By Pam Brennan
I remember my Pepaw Brennan coming home from the mines and being black as night from head to toe except for the whites of his eyes and his teeth. I was terrified! He would flash those pearly whites at me and I would run screaming in the other direction. I was so scared that if he knew I was there he would stop and rinse off in the creek before he came home so he wouldn’t scare me. I do seem to recall the devilish glint in his eye though, so MAYBE he kind of enjoyed it too.
He would make sure that he left something in his dinner bucket for the kids too. (my aunts and uncles are barely older than I am) Nothing tasted so good as a pack of nabs or a Moonpie from that lunch box.

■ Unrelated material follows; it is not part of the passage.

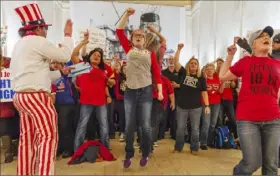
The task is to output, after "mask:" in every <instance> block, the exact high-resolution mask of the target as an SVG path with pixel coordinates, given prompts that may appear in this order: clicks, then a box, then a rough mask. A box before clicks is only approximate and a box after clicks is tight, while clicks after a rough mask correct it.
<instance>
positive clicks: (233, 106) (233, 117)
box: [219, 100, 236, 125]
mask: <svg viewBox="0 0 280 176" xmlns="http://www.w3.org/2000/svg"><path fill="white" fill-rule="evenodd" d="M225 112H226V114H227V117H228V118H229V120H230V122H231V123H232V124H236V120H235V110H234V105H233V100H222V102H221V107H220V113H219V119H220V120H219V121H220V122H219V125H222V124H225V118H224V117H225V116H224V115H225Z"/></svg>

Occasionally there would be some “vi-een-nies in there (vienna sausages – that’s how we say it around here). We would open that can and share the little sausages. They were great! However you can’t pay me to eat one now.

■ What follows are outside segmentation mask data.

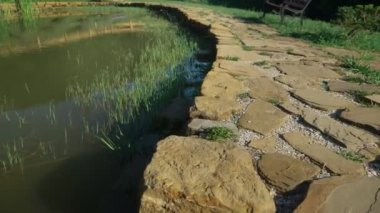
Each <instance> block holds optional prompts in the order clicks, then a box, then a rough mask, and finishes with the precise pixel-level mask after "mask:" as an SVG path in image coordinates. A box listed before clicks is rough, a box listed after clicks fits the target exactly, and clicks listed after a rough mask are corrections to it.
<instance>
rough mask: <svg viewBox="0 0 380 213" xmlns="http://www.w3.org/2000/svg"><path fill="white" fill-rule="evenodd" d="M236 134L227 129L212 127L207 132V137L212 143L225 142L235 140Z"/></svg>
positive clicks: (225, 127) (205, 132)
mask: <svg viewBox="0 0 380 213" xmlns="http://www.w3.org/2000/svg"><path fill="white" fill-rule="evenodd" d="M235 137H236V135H235V134H234V132H233V131H232V130H230V129H228V128H226V127H212V128H208V129H206V130H205V136H204V138H206V139H207V140H212V141H224V140H228V139H233V138H235Z"/></svg>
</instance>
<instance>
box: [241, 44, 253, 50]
mask: <svg viewBox="0 0 380 213" xmlns="http://www.w3.org/2000/svg"><path fill="white" fill-rule="evenodd" d="M242 48H243V50H244V51H252V50H254V48H253V47H251V46H247V45H243V46H242Z"/></svg>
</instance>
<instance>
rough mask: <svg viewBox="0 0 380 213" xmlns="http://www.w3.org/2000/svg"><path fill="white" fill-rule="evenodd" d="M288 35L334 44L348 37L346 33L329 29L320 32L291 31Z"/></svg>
mask: <svg viewBox="0 0 380 213" xmlns="http://www.w3.org/2000/svg"><path fill="white" fill-rule="evenodd" d="M286 35H287V36H291V37H293V38H299V39H303V40H306V41H310V42H313V43H316V44H321V43H326V44H334V43H339V42H341V41H343V40H345V39H347V37H346V36H345V35H344V34H338V33H335V32H329V31H320V32H302V31H300V32H290V33H286Z"/></svg>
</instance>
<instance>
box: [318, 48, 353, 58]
mask: <svg viewBox="0 0 380 213" xmlns="http://www.w3.org/2000/svg"><path fill="white" fill-rule="evenodd" d="M323 50H324V51H326V52H328V53H329V54H331V55H334V56H338V57H339V58H343V57H347V56H348V57H354V58H358V57H360V53H358V52H356V51H352V50H346V49H339V48H334V47H325V48H323Z"/></svg>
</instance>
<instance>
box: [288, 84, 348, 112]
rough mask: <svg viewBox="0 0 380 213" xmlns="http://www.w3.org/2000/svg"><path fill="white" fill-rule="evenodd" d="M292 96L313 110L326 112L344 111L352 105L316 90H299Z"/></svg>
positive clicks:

That’s my Pepaw, Bill Brennan, and Granny, Elaine Brennan. The kids are my Dad, Bill Brennan Jr. and Aunt Wanda. That picture was taken at Rossmore, one of Logan County’s coal camps at the time. They later bought a house at Sarah Ann and I spent my childhood playing all over the base of Horsepen Mountain.

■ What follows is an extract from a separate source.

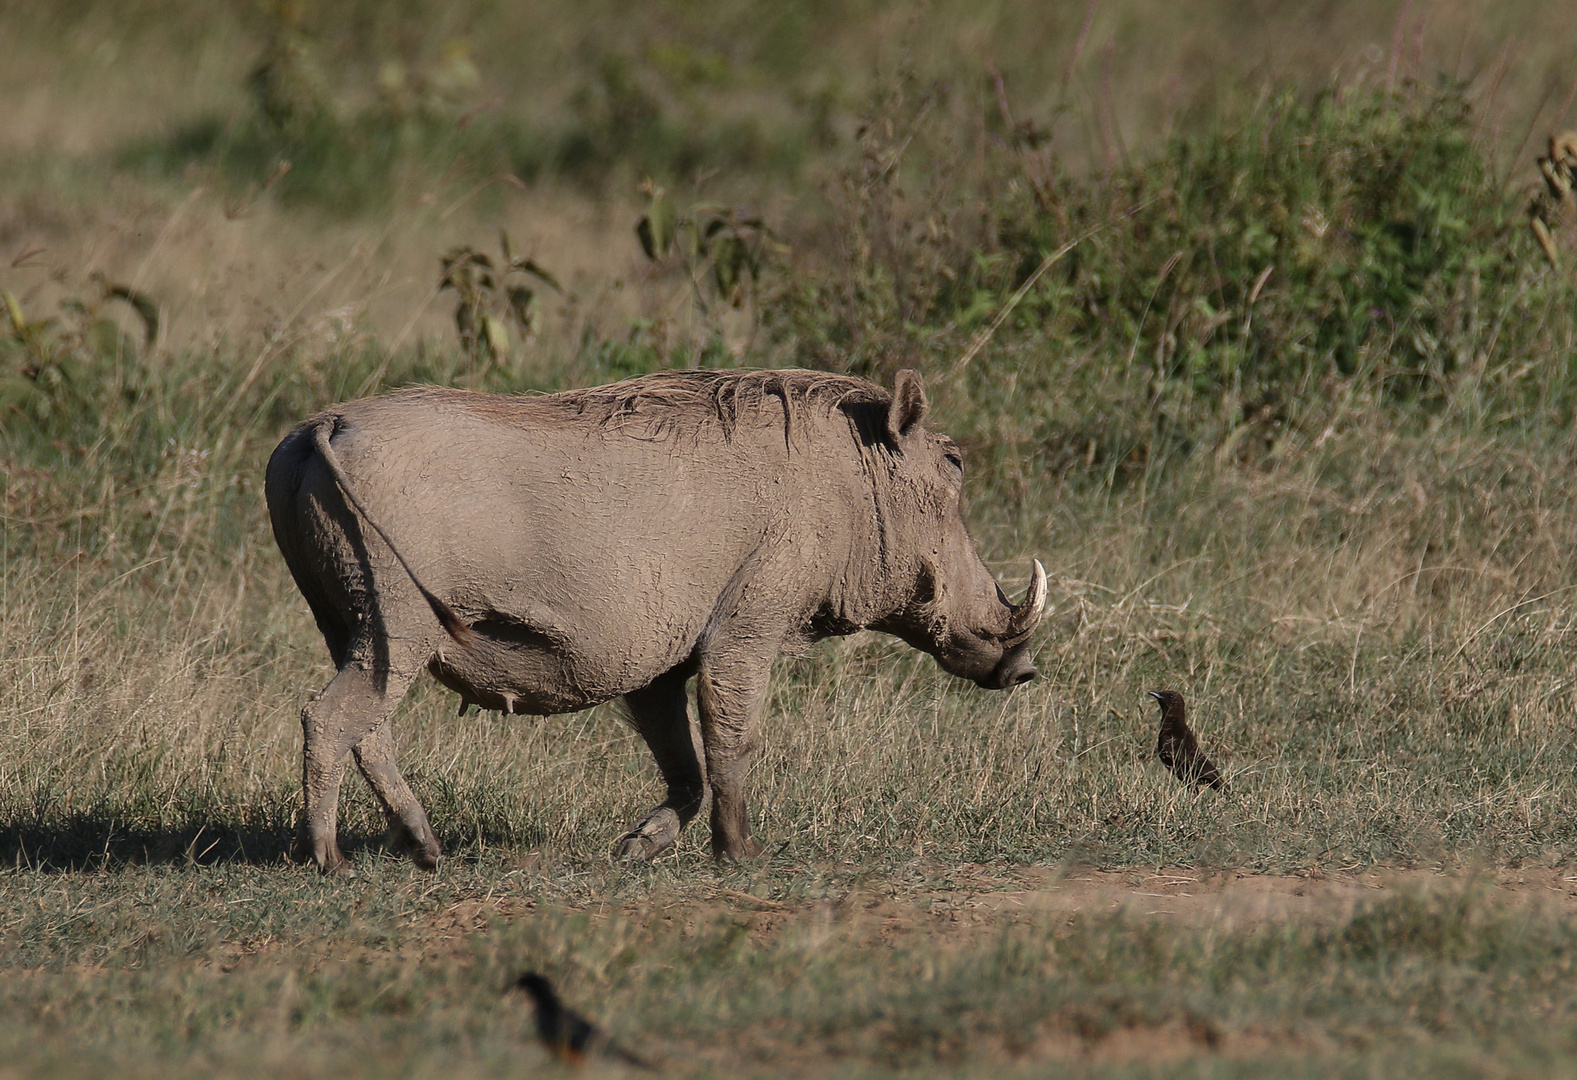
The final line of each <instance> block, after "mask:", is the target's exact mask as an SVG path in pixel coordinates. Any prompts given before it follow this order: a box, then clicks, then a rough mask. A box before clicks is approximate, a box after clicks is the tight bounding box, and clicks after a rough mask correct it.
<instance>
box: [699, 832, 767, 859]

As I reread this blog I wonder if my pepaw used to actually wash in the creek. They spent my childhood telling me to stay out of that creek at the base of Horsepen mountain because it was full of sewer and mine runoff. I know now that most coal mines had showers for the miners. I am thinking that maybe that is just one of those stories that pepaws tell their grand kids.
Thank you for sharing these memories, Pam. Just great to read all of the details you can recall!
One could always ‘spot’ a coal miner walking down the street; no matter how hard he tried, his eyebrows always appeared dirty with coal dust. The coal dust stuck in the skin for a long time.
I remember wanting the pack of Juicy Fruit gum the most out of your pepaw’s lunch box.